Make sure to hide: The status you posted about how you were listening to the "Ladies Getting Head" Spotify playlist while you were getting ready and eating cold pizza and you stabbed your eye with mascara so your eyes started watering so it looked like you were sitting on the floor, crying and eating cold pizza, crying to Lil Kim's "Suck My Dick". Don't tell them that.

Employers

What they can see: DON'T DO IT. NO. BAD.
Make sure to hide: EVERYTHING, THIS IS A TERRIBLE IDEA.

Friends

What they can see: Everything, man. They already like you. I mean, real friends, not just Internet friends. The ones who, if they see too much Taylor Swift on Spotify, know you're probably crying in the shower with a glass or six of wine and that they should come over and help. The people who will not judge you for your drunk statuses saying "HEY ANYONE WANNA CUDDLE" that you delete as soon as you're sober. The ones who understand that the Internet is hard, and life is hard, and feelings are feelings.
Make sure to hide: Apparently, some assholes think it's funny to 'like' every time a certain person (read: it's me, I'm the person) listens to her "Booty Bumpin Beats" playlist when this person is just trying to jam out.


Crushes

What they can see: Cute profile pictures, cute photos of you having an appropriate non-alcoholic amount of fun with attractive friends, but no one who is way more attractive than you. Witty Facebook statuses, nothing after 1 AM. Links you post to trendy~* music.
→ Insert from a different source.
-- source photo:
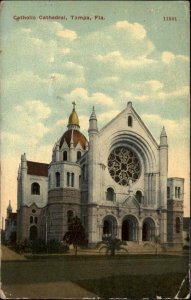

Spotify listening that isn't Taylor Swift.
Make sure to hide: Most of what you say, because it's not as funny as you think to most people. Maybe text your friends your hilarious anecdotes until you have tricked crush into liking you back, then it's fair game. Hide pictures of you double-fisting drinks and cupcakes.


  Acceptable:
Serious. Posed. Showered. Homeboys wanna date the hell outta that (in theory).


 Unacceptable:
Why is there more than one photo in which I have a drink in one hand and a cupcake in the other. WHY. Like, I get why it happened, but photos do not need to document this.